Now, you might want to specify the class of the output graph. Let's say that _if possible_ the output should be a DAG (which is advantageous for several reasons), but you don't want to enforce acyclicity in the algorithm, as that could sometimes cause your function to throw an error.

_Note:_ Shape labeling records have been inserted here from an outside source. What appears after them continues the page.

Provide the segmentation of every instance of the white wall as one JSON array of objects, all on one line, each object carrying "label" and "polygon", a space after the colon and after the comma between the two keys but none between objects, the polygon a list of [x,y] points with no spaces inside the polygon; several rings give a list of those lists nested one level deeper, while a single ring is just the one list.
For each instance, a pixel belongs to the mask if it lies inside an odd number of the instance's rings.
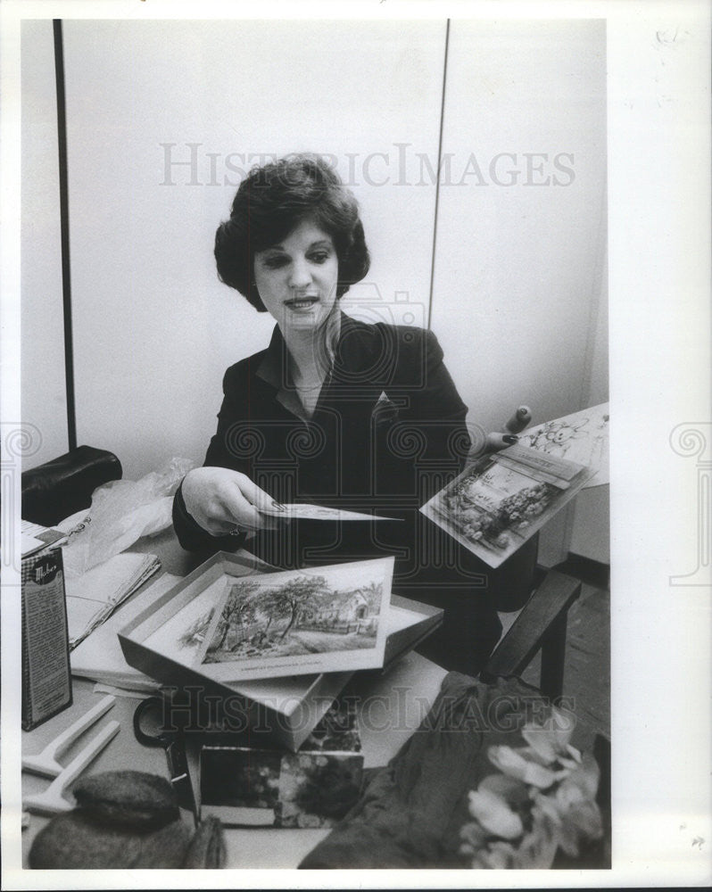
[{"label": "white wall", "polygon": [[[266,346],[271,319],[218,282],[212,259],[240,179],[231,153],[334,153],[373,253],[351,306],[404,292],[422,319],[435,193],[400,200],[394,143],[436,156],[444,22],[75,21],[64,31],[80,440],[112,449],[128,477],[171,455],[202,460],[225,368]],[[191,143],[195,173],[167,176],[165,153],[190,161]],[[367,161],[374,153],[387,157]]]},{"label": "white wall", "polygon": [[21,40],[21,398],[35,428],[27,470],[66,452],[68,441],[52,22],[22,22]]},{"label": "white wall", "polygon": [[[447,78],[452,176],[432,326],[469,419],[500,430],[522,402],[534,423],[584,408],[604,244],[604,25],[456,21]],[[546,159],[530,172],[527,153]]]}]

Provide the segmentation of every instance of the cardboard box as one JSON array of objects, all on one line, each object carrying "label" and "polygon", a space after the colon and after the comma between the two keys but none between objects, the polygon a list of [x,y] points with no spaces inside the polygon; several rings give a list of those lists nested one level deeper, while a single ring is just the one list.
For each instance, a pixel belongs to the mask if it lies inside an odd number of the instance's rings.
[{"label": "cardboard box", "polygon": [[[219,551],[169,589],[119,632],[127,663],[170,689],[185,689],[194,700],[210,707],[219,702],[222,727],[227,716],[235,732],[250,730],[261,739],[295,752],[353,674],[352,672],[223,682],[209,678],[201,665],[170,658],[145,644],[147,639],[175,613],[196,598],[220,575],[236,577],[263,573],[257,560]],[[442,623],[443,611],[408,599],[392,597],[385,665],[414,647]],[[200,704],[198,704],[200,705]],[[178,709],[184,707],[178,706]],[[196,729],[197,730],[197,729]]]},{"label": "cardboard box", "polygon": [[333,827],[355,805],[363,756],[355,704],[339,701],[296,753],[204,745],[201,818],[227,826]]}]

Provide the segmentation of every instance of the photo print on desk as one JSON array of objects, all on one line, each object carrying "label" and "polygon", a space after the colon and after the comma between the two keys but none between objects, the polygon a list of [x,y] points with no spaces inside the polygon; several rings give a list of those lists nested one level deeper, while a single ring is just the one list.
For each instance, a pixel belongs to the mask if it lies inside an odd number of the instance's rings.
[{"label": "photo print on desk", "polygon": [[420,510],[497,567],[573,499],[592,473],[517,444],[469,465]]},{"label": "photo print on desk", "polygon": [[256,668],[318,655],[334,670],[349,654],[380,665],[393,564],[386,558],[233,580],[219,615],[204,617],[203,665]]}]

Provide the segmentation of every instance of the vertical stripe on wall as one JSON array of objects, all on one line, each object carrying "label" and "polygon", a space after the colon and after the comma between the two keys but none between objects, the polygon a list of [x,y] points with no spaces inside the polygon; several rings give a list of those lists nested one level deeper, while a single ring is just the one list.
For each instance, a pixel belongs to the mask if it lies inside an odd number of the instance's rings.
[{"label": "vertical stripe on wall", "polygon": [[67,115],[64,95],[64,48],[62,20],[53,21],[54,75],[57,85],[57,151],[59,153],[60,227],[62,238],[62,299],[64,312],[64,373],[67,387],[67,440],[77,446],[77,417],[74,408],[74,356],[71,337],[71,277],[70,273],[70,206],[67,186]]},{"label": "vertical stripe on wall", "polygon": [[445,25],[445,52],[443,56],[443,98],[440,102],[440,132],[437,139],[437,167],[435,170],[435,210],[433,219],[433,256],[430,260],[430,293],[427,301],[427,327],[430,327],[430,320],[433,315],[433,285],[435,278],[435,248],[437,244],[437,211],[440,202],[440,165],[443,163],[443,125],[445,120],[445,87],[447,86],[448,73],[448,44],[450,41],[450,19]]}]

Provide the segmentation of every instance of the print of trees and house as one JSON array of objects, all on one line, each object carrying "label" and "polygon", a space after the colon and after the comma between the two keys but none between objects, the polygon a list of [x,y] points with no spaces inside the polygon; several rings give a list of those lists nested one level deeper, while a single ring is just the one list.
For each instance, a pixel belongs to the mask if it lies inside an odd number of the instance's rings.
[{"label": "print of trees and house", "polygon": [[[225,601],[208,659],[220,652],[242,651],[247,645],[257,650],[278,648],[299,632],[375,638],[381,593],[382,583],[375,582],[336,591],[322,575],[294,576],[277,588],[240,580]],[[203,635],[207,625],[201,630]]]}]

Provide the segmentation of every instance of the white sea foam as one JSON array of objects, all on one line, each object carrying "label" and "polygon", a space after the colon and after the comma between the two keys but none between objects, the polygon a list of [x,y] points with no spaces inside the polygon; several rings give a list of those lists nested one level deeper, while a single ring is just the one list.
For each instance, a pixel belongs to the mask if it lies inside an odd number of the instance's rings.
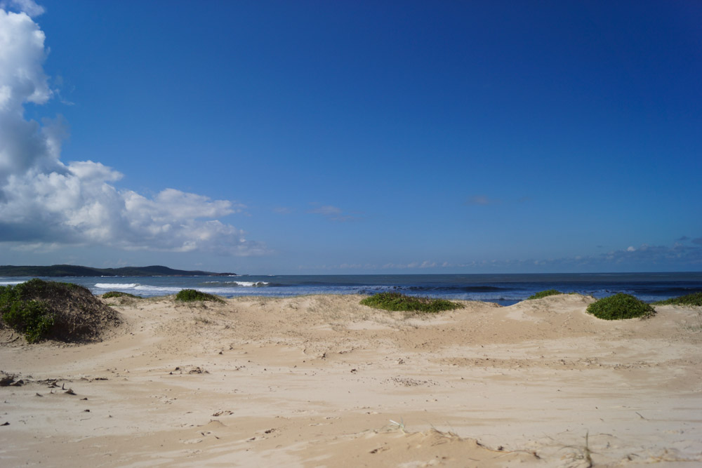
[{"label": "white sea foam", "polygon": [[137,283],[98,283],[95,287],[98,289],[133,289],[138,286]]},{"label": "white sea foam", "polygon": [[249,288],[259,288],[260,286],[265,286],[268,285],[268,283],[265,281],[232,281],[232,283],[240,286]]}]

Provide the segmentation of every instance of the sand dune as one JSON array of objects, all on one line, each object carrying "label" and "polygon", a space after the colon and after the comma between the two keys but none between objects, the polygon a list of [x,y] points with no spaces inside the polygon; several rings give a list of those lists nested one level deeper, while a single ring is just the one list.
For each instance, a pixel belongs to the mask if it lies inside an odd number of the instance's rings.
[{"label": "sand dune", "polygon": [[608,322],[564,295],[423,318],[360,299],[107,300],[126,325],[80,346],[4,330],[22,382],[0,387],[0,464],[702,464],[700,311]]}]

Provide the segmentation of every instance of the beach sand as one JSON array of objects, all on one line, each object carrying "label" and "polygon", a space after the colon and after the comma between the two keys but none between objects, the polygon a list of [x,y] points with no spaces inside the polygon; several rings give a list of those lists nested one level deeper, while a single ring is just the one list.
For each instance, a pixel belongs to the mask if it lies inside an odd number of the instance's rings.
[{"label": "beach sand", "polygon": [[699,310],[360,299],[109,299],[102,342],[2,330],[0,465],[702,466]]}]

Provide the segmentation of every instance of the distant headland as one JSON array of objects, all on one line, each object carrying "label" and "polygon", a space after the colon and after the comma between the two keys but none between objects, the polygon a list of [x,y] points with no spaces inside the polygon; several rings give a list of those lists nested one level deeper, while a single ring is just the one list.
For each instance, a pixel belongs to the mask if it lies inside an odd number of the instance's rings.
[{"label": "distant headland", "polygon": [[234,276],[236,273],[173,269],[161,265],[93,268],[80,265],[15,267],[0,265],[0,276]]}]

You would rather have it return a graph in any case, but if it _is_ a DAG, then we return a DAG. 

```{r fifth-iteration}
#' @title Correlation implies causation!
#'
#' @param df A `data.frame` with numeric columns
#'
#' @returns A `caugi` representing the causal graph that is totally true!
correlation_implies_causation <- function(df) {
  cg <- caugi::caugi(nodes = names(df))
  cor_matrix <- cor(df)
  # Add edges for correlations above 0.5
  cg <- caugi::caugi(nodes = names(df))
  cor_matrix <- cor(df)
  # Add edges for correlations above 0.5
  for (i in seq_len(ncol(cor_matrix))) {
    for (j in 1:i) {
      if (i != j && abs(cor_matrix[i, j]) > 0.5) {
        from <- names(df)[j]
        to <- names(df)[i]
        cg <- caugi::add_edges(cg, from = from, edge = "-->", to = to) # add edge to caugi
      }
    }
  }
  if (caugi::is_dag(cg)) cg <- caugi::mutate_caugi(cg, class = "DAG")
  return(cg)
}
```

Now, when you call `correlation_implies_causation(df)`, it will return a `caugi` graph that is a DAG if possible, otherwise an `"UNKNOWN"` graph.

```{r try-it-out-2}
cg <- correlation_implies_causation(df)
cg
cg@graph_class
```

## That's it!

You have now successfully integrated `caugi` into your own R package function! Good luck and happy coding!